Les cultures favorables à l’apprentissage sont généralement orientées autour de valeurs et principes bien connues :
- Accepter l’erreur et éviter le carcan de la recherche du “Faire bien dès la première fois“.
- Priviligier l’I.C.T.A (j’Intuite, je Conçois rapidement, je Teste, j’Améliore ou j’Abandonne) au sempiternel P.D.C.A (Plan, Do, Check, Adapt).
- Orienter les énergies autant vers l’apprenance que vers la performance, par exemple en fixant et valorisant des objectifs de développement des compétences au même titre que des objectifs d’activité.
- Développer une culture d’entraide, de partage, de collaboration en rémunérant davantage l’atteinte des objectifs collectifs que les objectifs individuels…
- Détayloriser et aplanir les lignes hiérarchiques afin de favoriser la circultation des connaissances et les démarches créatives.
Créer de nouveaux espaces-temps d’apprentissage
La culture manageriale doit se traduire par des mises en oeuvre concrètes en matière d’organisation et de lieux de formation. De nouveaux espaces-temps d’apprentissage sont à créeer venant compléter voire se substituer à la traditionnelle salle de formation : les réunions d’équipe réalisées systématiquement dans des salles de créativité, les briefing animés dans des espaces conçus autour de principes de management visuels, les journées de télétravail dans des lieux de co-working…
Introduire des techniques apprentissages coopératifs
Apprendre, ça s’apprend ! Managers et collaborateurs ne maîtrisent pas forcément toutes les techniques d’apprentissage entre pairs. Faire du co-coaching, animer des ateliers d’échange de pratiques ou de co-développement au sein d’une équipe, réaliser un benchmarking ou encore réussir un “Vis ma vie professionnelle“ nécessitent un véritable savoir-faire. Présenter ces techniques à tous les acteurs, former et outiller des référents qui deviendront en quelque sorte des “agents pollinisateurs“ est indispensable.
Ces référents sont certainement à sélectionner parmi les tuteurs, mentors et formateurs de l’entreprise. Cette population est la cheville ouvrière d’une entreprise favorisant la pollinisation des savoirs.

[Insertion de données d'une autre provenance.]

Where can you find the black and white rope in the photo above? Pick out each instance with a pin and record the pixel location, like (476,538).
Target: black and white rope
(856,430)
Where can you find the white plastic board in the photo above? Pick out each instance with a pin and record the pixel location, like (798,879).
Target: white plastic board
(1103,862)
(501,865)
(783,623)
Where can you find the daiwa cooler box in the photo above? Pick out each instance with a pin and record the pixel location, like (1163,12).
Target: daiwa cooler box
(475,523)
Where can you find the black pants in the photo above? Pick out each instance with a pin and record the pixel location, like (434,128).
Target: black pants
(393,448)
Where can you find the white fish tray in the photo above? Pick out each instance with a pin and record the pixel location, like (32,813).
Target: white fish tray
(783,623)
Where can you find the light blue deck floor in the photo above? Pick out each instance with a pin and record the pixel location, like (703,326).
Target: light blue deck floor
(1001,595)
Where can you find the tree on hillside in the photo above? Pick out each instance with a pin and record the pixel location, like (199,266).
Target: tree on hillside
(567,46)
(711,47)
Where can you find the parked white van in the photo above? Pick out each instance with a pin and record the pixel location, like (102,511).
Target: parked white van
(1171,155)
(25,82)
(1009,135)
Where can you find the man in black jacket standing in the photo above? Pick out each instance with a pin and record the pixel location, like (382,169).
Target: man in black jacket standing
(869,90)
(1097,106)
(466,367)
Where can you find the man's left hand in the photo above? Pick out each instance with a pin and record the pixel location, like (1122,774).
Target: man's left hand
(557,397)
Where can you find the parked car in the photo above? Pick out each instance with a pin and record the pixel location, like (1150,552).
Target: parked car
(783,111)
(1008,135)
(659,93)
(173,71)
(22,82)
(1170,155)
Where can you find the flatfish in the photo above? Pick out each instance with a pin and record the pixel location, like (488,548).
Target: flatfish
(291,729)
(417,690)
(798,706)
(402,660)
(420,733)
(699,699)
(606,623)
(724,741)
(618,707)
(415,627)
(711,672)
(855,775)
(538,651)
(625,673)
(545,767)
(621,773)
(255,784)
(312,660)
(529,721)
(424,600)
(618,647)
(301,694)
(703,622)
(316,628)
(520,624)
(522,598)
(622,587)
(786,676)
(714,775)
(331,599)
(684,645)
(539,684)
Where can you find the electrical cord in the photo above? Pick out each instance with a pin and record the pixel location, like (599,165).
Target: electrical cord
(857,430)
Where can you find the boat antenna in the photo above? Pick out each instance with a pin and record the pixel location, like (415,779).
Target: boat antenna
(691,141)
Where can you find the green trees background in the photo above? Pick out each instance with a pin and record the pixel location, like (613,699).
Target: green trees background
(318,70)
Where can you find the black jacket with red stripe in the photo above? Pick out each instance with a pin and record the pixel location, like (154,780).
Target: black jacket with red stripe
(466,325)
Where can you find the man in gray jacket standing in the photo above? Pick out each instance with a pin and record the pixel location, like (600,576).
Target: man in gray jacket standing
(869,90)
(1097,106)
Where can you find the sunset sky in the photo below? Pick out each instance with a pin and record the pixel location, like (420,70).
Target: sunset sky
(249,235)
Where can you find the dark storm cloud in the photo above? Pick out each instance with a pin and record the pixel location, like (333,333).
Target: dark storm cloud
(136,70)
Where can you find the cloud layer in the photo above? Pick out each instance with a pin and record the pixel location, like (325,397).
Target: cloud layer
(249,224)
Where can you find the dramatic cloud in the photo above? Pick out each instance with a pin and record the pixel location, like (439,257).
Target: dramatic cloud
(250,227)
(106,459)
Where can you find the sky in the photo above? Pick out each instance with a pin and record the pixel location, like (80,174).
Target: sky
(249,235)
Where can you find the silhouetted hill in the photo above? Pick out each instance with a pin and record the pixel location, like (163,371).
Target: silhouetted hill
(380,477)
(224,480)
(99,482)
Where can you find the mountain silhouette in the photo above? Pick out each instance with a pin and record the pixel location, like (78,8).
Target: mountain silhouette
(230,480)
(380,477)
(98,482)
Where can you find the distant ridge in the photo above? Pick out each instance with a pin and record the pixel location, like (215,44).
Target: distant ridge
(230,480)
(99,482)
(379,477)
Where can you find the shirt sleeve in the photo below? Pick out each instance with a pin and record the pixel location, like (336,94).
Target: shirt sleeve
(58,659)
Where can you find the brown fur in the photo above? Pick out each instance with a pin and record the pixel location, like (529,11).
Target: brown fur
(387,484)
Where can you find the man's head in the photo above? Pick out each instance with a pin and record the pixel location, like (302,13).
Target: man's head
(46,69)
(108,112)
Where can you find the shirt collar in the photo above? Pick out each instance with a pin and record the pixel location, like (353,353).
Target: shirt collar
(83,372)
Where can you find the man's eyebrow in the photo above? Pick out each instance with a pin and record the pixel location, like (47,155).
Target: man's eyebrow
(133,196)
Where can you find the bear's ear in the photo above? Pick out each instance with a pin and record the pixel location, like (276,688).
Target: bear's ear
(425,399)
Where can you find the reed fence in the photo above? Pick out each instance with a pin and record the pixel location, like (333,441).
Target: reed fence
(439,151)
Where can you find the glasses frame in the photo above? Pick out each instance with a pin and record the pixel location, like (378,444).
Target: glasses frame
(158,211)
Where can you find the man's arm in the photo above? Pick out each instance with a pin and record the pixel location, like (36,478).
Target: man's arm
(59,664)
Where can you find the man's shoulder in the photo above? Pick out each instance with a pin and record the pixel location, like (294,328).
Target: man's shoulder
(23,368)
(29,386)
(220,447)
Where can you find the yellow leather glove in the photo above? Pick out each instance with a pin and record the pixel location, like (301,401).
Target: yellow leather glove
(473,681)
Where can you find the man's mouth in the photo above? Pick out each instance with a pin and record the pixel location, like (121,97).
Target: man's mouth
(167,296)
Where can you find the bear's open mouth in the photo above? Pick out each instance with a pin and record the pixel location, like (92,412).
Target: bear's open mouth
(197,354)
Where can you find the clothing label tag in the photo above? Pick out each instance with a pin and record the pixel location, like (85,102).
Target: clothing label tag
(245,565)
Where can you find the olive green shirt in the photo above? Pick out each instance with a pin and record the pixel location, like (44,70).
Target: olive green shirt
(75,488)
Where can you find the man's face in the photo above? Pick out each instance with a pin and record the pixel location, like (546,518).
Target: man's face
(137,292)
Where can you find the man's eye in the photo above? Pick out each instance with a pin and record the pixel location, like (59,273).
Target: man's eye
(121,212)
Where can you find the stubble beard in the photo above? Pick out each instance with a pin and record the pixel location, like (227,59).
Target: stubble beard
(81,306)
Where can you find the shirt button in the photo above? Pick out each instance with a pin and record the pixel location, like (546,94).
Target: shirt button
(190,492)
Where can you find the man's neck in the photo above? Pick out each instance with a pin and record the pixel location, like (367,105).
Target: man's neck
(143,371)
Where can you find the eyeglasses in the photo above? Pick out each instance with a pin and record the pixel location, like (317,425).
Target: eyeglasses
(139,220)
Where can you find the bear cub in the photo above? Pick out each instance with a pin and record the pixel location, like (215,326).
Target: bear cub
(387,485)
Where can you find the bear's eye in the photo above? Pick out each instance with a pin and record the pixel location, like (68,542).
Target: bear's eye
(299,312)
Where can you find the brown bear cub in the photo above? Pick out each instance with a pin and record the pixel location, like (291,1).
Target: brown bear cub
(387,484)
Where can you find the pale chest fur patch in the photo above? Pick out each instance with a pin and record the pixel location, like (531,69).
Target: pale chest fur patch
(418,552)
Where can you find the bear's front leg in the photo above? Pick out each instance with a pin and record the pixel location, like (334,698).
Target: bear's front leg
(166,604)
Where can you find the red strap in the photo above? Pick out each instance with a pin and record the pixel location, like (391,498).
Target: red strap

Organiser les communautés d’apprentissage par fonction
Ces dernières années, toutes les fonctions de l’entreprise ont développé des méthodes, outils, principes d’action, savoir-faire… de plus en plus sophistiqués. Du marketing à la RH en passant par la production, le commercial, la logistique ou les achats aucune n’y a échappé. Résultat des courses, les managers croulent sous le nombre de procédures et d’outils que chaque fonction lui a produit sans avoir pris le soin de les aider à les prendre en main. Les experts ont conçu d’un côté et les managers font ce qu’ils peuvent (ou ce qu’ils veulent le plus souvent) pour survivre !
De temps en temps des formations sont organisées auprès des managers pour aider la prise en main, mais elles passent le plus souvent à côté de leur objectif. Comment s’approprier une nouvelle politique RH ou Achats en une demi journée de formation ou 30′ d’un module E-Learning ?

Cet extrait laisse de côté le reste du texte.